From e300d6979e92dee5254af7d6f1d84bc942540de2 Mon Sep 17 00:00:00 2001
From: Bernhard Manfred Gruber <bernhardmgruber@gmail.com>
Date: Thu, 11 Jan 2024 21:17:19 +0100
Subject: [PATCH] Use 20 repetitions with a warmup for CUDA viewcopy

---
 examples/cuda/viewcopy/viewcopy.cu | 4 +++-
 1 file changed, 3 insertions(+), 1 deletion(-)

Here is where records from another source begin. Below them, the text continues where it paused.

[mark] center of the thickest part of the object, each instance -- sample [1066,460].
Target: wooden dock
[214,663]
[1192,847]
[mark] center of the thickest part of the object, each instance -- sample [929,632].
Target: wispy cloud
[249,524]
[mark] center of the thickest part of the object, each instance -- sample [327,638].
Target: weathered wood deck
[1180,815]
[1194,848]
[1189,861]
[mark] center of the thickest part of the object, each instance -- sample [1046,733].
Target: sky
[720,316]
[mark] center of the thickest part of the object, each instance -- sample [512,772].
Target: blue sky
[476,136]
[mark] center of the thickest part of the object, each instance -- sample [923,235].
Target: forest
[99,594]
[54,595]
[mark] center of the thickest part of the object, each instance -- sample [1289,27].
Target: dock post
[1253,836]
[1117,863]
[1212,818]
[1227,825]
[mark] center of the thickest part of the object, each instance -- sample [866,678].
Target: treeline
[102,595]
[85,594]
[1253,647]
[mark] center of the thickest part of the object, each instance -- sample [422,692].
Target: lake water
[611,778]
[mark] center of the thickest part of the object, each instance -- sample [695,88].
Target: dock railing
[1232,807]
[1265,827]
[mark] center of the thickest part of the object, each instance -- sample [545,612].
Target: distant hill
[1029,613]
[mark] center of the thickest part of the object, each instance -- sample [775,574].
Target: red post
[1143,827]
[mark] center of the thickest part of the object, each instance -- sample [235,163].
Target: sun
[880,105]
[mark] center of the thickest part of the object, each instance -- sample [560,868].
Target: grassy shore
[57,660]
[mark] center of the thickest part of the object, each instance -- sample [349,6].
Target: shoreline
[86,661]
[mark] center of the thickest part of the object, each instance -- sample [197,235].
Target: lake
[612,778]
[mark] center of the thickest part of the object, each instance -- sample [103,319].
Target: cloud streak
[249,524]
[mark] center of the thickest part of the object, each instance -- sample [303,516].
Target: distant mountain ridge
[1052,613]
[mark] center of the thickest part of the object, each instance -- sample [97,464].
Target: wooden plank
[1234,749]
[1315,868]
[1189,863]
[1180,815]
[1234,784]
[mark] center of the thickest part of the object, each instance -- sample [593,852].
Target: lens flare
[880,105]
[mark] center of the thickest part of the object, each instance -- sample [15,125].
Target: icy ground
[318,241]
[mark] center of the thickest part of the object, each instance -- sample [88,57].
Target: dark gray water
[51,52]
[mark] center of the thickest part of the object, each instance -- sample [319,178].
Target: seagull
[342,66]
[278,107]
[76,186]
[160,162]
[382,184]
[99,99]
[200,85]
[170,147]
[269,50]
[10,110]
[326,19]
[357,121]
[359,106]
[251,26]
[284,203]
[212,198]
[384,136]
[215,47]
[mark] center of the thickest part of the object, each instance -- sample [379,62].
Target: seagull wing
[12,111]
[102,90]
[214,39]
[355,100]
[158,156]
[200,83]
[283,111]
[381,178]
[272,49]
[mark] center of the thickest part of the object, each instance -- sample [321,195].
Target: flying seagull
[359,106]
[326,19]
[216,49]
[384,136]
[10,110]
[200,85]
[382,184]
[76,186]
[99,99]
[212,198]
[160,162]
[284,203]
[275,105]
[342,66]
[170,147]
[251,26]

diff --git a/examples/cuda/viewcopy/viewcopy.cu b/examples/cuda/viewcopy/viewcopy.cu
index a36095d309..3980c58c4a 100644
--- a/examples/cuda/viewcopy/viewcopy.cu
+++ b/examples/cuda/viewcopy/viewcopy.cu
@@ -13,7 +13,7 @@
 // No specialized layout aware copy routine is implemented.
 
 using Size = std::size_t;
-constexpr auto repetitions = 5;
+constexpr auto repetitions = 20; // excluding 1 warmup run
 constexpr auto extents = llama::ArrayExtentsDynamic<Size, 3>{200u, 512u, 512u}; // z, y, x
 constexpr auto threadsPerBlock = Size{256};
 
@@ -246,6 +246,7 @@ try
         std::byte* dst = nullptr;
         cudaMalloc(&src, dataSize);
         cudaMalloc(&dst, dataSize);
+        cudaMemcpyAsync(dst, src, dataSize, cudaMemcpyDeviceToDevice); // warmup
         cudaEventRecord(startEvent);
         for(auto i = 0; i < repetitions; i++)
             cudaMemcpyAsync(dst, src, dataSize, cudaMemcpyDeviceToDevice);
@@ -272,6 +273,7 @@ try
         auto benchmarkCopy = [&, srcView = &srcView, srcHash = srcHash](std::string_view algName, auto copy)
         {
             auto dstView = llama::allocViewUninitialized(dstMapping, llama::bloballoc::CudaMalloc{});
+            copy(*srcView, dstView); // warumup
             cudaEventRecord(startEvent);
             for(auto i = 0; i < repetitions; i++)
                 copy(*srcView, dstView);